Many scientists, drunk with the euphoria of treading where no human has dared go before, are plunging headlong into lines of research that would have been unthinkable a few years ago. In addition to arcane knowledge, they have also acquired a dangerous elitist attitude.
This philosophy has destroyed all limits, so that now the rule is, quite simply, if it can be done, it must be done, and damn the consequences. For example, if researchers continue along current lines of inquiry, it will soon be possible for a woman to conceive and bear her own (younger) identical twin sister; it will be possible to allow human embryos to gestate in apes of various species (or even in bovines) in order to bypass the legal barriers now springing up against surrogate motherhood.
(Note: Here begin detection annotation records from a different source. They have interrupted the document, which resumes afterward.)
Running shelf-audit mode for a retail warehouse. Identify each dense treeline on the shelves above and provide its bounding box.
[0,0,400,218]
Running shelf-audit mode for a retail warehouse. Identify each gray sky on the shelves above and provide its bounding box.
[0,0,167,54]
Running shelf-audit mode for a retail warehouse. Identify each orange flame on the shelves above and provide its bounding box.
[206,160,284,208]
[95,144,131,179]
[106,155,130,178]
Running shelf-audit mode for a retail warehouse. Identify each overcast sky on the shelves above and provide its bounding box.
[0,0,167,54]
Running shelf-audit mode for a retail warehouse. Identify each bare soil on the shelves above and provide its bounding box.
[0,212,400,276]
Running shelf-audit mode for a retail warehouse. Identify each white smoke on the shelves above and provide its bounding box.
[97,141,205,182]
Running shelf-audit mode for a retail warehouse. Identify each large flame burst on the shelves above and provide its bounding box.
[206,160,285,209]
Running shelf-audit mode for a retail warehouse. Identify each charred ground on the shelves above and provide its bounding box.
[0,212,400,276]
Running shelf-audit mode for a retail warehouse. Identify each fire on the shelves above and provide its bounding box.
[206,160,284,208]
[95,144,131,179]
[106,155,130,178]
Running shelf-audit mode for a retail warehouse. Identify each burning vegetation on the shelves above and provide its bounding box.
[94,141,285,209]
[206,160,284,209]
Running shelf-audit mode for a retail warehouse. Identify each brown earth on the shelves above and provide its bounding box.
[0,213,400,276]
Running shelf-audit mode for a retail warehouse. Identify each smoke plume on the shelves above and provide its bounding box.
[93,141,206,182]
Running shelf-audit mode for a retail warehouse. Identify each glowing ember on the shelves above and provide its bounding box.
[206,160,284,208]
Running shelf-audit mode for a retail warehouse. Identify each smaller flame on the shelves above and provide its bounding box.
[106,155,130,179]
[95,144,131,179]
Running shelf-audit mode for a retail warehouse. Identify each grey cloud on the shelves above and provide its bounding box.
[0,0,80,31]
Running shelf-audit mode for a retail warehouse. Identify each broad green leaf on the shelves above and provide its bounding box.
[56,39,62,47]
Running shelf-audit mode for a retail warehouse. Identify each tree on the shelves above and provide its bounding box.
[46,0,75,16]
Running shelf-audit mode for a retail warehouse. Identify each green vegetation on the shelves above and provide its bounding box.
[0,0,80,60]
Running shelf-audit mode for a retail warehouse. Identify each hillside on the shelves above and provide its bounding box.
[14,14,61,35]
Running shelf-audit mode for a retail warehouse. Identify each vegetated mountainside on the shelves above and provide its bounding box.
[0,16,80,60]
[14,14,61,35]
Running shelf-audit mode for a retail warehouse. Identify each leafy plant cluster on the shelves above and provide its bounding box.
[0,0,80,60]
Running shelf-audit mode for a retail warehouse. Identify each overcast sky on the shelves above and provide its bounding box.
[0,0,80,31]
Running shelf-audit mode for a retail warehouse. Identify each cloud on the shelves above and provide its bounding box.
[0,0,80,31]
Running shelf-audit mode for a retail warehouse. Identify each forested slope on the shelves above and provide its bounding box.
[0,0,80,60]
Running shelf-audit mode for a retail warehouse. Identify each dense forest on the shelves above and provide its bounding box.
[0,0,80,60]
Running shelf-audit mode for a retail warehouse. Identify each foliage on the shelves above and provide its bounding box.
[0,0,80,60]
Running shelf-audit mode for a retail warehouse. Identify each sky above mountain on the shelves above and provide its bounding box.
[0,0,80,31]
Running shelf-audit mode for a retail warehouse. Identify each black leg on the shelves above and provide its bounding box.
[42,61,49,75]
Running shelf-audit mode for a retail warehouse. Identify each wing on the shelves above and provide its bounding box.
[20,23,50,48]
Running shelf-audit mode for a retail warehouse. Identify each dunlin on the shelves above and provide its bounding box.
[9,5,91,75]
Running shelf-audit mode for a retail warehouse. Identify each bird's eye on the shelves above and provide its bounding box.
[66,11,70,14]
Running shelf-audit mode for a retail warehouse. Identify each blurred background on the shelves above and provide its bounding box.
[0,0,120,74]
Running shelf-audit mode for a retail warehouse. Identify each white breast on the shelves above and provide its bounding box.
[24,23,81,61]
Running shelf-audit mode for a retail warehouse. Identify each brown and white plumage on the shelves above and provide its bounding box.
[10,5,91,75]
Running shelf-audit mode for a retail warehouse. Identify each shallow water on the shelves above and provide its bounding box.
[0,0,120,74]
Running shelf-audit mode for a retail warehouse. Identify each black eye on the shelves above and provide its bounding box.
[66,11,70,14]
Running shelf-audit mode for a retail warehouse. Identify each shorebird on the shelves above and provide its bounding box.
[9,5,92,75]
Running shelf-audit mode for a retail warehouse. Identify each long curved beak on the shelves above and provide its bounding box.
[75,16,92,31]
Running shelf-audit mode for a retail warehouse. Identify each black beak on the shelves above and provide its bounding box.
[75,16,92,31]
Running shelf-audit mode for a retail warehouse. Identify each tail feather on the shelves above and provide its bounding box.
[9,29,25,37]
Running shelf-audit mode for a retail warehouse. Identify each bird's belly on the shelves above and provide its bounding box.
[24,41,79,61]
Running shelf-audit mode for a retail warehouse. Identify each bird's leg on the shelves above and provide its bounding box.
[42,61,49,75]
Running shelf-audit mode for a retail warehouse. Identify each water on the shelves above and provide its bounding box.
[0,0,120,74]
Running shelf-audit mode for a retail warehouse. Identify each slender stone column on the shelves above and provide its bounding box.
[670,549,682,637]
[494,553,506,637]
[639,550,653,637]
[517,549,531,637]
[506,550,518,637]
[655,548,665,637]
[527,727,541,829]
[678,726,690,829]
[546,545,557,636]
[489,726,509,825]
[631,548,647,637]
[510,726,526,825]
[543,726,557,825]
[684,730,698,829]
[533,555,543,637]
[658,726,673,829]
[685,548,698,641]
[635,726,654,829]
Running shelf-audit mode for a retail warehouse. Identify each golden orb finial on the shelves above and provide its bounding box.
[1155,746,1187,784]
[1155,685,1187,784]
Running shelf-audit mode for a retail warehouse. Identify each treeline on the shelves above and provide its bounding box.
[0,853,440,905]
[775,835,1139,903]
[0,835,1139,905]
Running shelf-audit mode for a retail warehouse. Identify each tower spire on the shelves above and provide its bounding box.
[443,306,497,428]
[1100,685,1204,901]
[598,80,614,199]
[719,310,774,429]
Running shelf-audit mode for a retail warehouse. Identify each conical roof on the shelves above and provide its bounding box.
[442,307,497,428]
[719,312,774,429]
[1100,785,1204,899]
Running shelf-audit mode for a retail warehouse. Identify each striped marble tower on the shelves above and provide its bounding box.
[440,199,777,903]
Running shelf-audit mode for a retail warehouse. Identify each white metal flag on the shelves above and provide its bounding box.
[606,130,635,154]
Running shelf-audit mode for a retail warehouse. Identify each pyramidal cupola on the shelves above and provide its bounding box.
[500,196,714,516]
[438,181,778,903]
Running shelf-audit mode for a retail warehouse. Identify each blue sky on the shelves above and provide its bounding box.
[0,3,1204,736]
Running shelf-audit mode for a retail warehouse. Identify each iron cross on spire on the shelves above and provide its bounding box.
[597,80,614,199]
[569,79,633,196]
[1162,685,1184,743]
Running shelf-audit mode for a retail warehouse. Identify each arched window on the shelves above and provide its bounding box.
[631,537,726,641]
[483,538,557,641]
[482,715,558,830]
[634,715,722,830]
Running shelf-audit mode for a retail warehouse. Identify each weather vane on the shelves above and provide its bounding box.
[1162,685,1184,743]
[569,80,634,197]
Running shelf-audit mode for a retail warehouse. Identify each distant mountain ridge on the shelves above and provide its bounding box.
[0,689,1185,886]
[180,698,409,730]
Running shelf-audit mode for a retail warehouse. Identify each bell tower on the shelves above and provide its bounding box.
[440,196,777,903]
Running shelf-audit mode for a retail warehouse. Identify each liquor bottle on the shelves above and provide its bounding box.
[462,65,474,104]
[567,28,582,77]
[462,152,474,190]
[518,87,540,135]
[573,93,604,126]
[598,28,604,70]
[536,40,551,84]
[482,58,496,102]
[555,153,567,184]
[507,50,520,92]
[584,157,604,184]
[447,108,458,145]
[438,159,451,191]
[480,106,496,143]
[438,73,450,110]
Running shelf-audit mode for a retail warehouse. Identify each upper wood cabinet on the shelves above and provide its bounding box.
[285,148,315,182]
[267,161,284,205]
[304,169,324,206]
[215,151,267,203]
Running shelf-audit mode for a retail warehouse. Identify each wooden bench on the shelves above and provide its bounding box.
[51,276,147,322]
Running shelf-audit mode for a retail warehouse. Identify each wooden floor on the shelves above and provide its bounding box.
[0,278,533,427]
One of the truly horrific spectres that now haunt society include the invention of actual chimeras, genetic combinations with both human and animal characteristics. These represent a new (and, according to the experimenters, 'extremely promising') field of study. The new chimeral technology is already being widely used to test male fertility. According to the Office of Technology Assessment (OTA) of the United States Congress, men can learn whether or not their sperm are infertile by having them penetrate hamster eggs:
"Hamster-egg penetration assay: The husband's sperm are incubated with hamster eggs and watched for signs of fertilisation. While penetration of the ova by a sperm is a sign of normal sperm, the reliability and significance of the test is controversial. Food for thought: conception between an animal and a man takes place during this laboratory procedure. Average cost: $275 ($35-390).
Office of Technology Assessment, United States Congress. Infertility: Medical and Social Choices. Publication OTA-BA-358. Washington, DC: United States Government Printing Office, May 1988
San Francisco General Hospital's Dr. J. Michael McCune has created what the news media immediately tagged the "humanised mouse." McCune was unwilling to experiment with the AIDS virus by injecting it into human adults, and, in light of the fact that AIDS only infects humans, he took what would seem to some as a logical step. An October 1990 New York Times report explains that "Animals, whose organ tissues are derived from those of human foetuses, provide a singular opportunity to gauge the effectiveness of various antiviral drugs."
Sandra Blakeslee. New Medical Research Tool: Human Tissues in Lab Mice. New York Times, 30/10/1990
The article went on to describe how McCune, whose research was funded by the National Institutes for Health, removes the thymus, liver, and lymph nodes from aborted human babies of up to 22 weeks gestation, and proceeds to divide them into hundreds of rice-sized pieces. These he implants under the kidneys of young mice, and, within a matter of days, the mouses's blood vessels move into the human tissue and support it as it grows. After a month or so, the rice-sized pieces develop into tiny complete human organs about a centimeter across which can then be experimented on.
The noted French biologist Dr. Jean Rostand wrote in all seriousness a few years ago that "Here and now Homo Sapiens is in the process of becoming Homo Biologicus, a strange biped that will combine the properties of self-reproduction without males, like the green fly; of fertilising his female at long distance, like the nautiloid mollusk; of changing sex, like the xiphores; of growing from cuttings, like the earthworm; of replacing his missing parts, like the newt; of developing outside his mother's body, like the kangaroo; and of hibernating, like the hedgehog."
These are not the mad pipe dreams of some isolated quack. Many leading scientists have advocated the creation of chimeras - part-human and part-animal or plant creatures whose usefulness for various purposes would be enhanced by their new 'qualities.'
Dr. Robert C. Gesteland, an associate professor of biological sciences at Northwestern University in Illinois, has suggested (1) crossing man with plants, so all we'd need for food would be water and sunlight; (2) developing a servant class of supersmart apes; and (3) best of all, breeding a race of humans only four inches tall, which would lessen pollution and conserve natural resources.
On the 4th December 2014, the Telegraph ran with a news story that detailed how scientists had taken brain cells from a human foetus (then discarded) and injected them into baby mice and subsequently produced what they were calling a supermouse.